What is the significance of the six things Scout and Jem found in the knothole in the tree at the Radley House in To Kill a Mockingbird?
1. Pack of Gum
2. Soap Carved Dolls
3. Aluminum Knife
4. Watch on a chain
6. Old Medal
SIGNIFICANCE OF ITEMS FOUND IN THE SECRET KNOTHOLE
1. Pack of Gum. I believe Boo placed the gum in the knothole as a lure to the children. First, the tinfoil was "winking at me" in the sun, and it grabbed Scout's attention when she saw it. None of the other items would likely have been visible in such a way, so the foil acted as a signal to Scout. The fact that the gift was edible--or at least chewable--was also significant; though inexpensive, gum was a luxury to poor children during the Great Depression. Symbolically, author Harper Lee's choice to use "Double-Mint" represents the duality of the nearly inseparable Jem and Scout.

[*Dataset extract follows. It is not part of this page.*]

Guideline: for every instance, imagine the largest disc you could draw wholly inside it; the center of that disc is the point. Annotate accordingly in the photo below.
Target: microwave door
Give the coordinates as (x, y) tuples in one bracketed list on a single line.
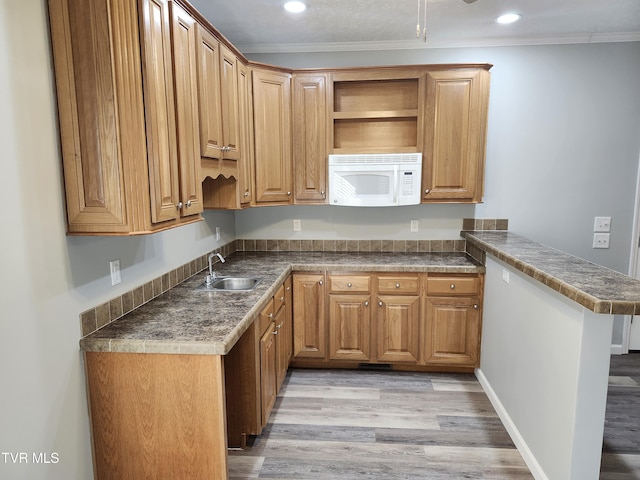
[(363, 187)]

2. Soap Carved Dolls. The dolls were carved in the images of Jem and Scout and show that Boo spent many hours watching the children and was a competent artisan of carving. Boo may be mentally ill, but he has a talent at which he excels.
3. Aluminum Knife. The knife, probably Boo's old boyhood possession, signifies the similarity between the young Boo and the young Jem. It could have been the same knife in which the soap figures were carved. Most importantly, it foreshadows the knife that Boo will use later against Bob Ewell.
4. Watch on a Chain. The watch symbolizes the passage of time, but it is also a thoughtful gift by Boo. Atticus allows Jem to wear the boy's grandfather's watch once a week, and perhaps Boo recognized how much Jem enjoyed this ritual; so, he gave Jem one of his own.
5. Twine. The meaning of the twine is unclear, but Boo could have meant it as a way of communicating with the children--Boo on one end of the twine, and the children on the other.
6. Old Medal. The old spelling bee medal was probably won by Boo himself, and Boo presents it to the children to symbolize its passage to the younger generation.